表現へのこだわり

月曜からのOkazaki Biology Conference “The Biology of Extinction”では、最初に30分間、オルガナイザーとして講演する。その準備を始めたのが、昼過ぎ。正味半日の時間しか割けなかったが、自分らしさが出せるように、表現にこだわってみた。口頭発表は、論文を書くことに比べれば、「表現」する余地が大きくて、楽しい。
コンファレンスのイントロダクションなので、プログラムをどのような考えで組んだか、このコンファレンスのめざすところは何か、といった内容を話す。きわめてオーソドックスなプログラムの組み方をしているが、それでも私なりの考えはこめられている。イントロダクションでは、プログラムの背後にある私のこのコンファレンスへの思いを、効果的な写真や図を使って話す予定である。パワーポイントファイルはできたので、あとは明日の夜に原稿を書いて、できるだけ詰まらずに話せるように、準備をしよう。
「表現へのこだわり」といえば、昨夜の「耳をすませば」のエンディングは、すばらしい。中学生が「結婚しよう」というあのシーンのことではない。コンクリートの堤防の上を行き交う人々をバックに、エンドクレジットが流れるシーンのことである。劇場で見たときにも感心した記憶がある。朝の通勤・通学シーン、昼下がりの散歩、夕方になって家路をいそぐ人たち、大切な人をじっと待つ少女、かけてくる少年、そして、あの「ネコ」。
ただ、大勢の人が歩くだけのエンディングなのだが、いろいろな物語を想像させてくれる。その想像を支えてくれるのが、さまざまな歩き方の見事な表現である。

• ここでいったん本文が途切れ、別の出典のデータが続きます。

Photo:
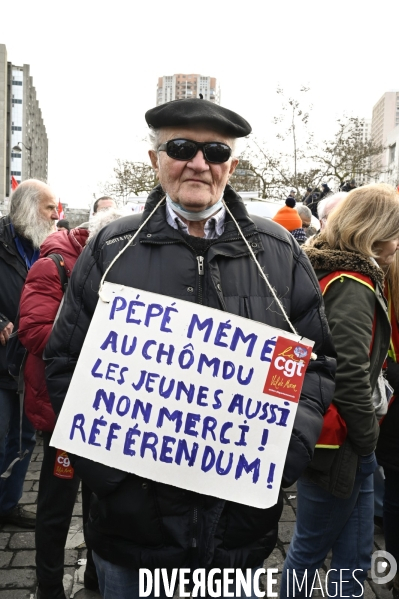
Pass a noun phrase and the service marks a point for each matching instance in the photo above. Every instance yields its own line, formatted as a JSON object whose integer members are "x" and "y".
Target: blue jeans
{"x": 11, "y": 487}
{"x": 117, "y": 582}
{"x": 325, "y": 522}
{"x": 391, "y": 512}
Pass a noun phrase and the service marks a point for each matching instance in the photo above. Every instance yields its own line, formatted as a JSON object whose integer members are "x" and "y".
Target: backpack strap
{"x": 60, "y": 264}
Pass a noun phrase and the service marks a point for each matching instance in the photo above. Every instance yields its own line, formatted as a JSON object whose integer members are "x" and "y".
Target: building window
{"x": 392, "y": 153}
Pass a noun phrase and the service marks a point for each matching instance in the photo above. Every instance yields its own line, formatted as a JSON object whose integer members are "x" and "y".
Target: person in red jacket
{"x": 58, "y": 486}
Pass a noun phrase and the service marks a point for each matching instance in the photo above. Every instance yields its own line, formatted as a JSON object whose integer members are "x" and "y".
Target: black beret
{"x": 195, "y": 111}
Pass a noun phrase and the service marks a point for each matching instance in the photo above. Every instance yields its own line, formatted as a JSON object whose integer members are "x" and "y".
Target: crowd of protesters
{"x": 196, "y": 241}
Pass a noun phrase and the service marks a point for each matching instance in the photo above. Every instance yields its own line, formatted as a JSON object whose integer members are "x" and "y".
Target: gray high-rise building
{"x": 23, "y": 137}
{"x": 180, "y": 86}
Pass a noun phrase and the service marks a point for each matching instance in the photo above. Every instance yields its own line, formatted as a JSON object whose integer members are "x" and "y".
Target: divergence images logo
{"x": 383, "y": 567}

ゲド戦記制作日誌」によれば、このシーンを担当した某ベテランアニメーターは、毎日外に出て、行き交う人々の歩きを観察し、スタジオに戻っては机に向かっていたそうだ。ジブリのアニメには、このような「表現へのこだわり」が随所にある。それがジブリの魅力である。「耳をすませば」のエンディングの「歩くシーン」を担当したアニメータは、「ゲド戦記」でもすばらしい腕を披露しているそうだ。楽しみである。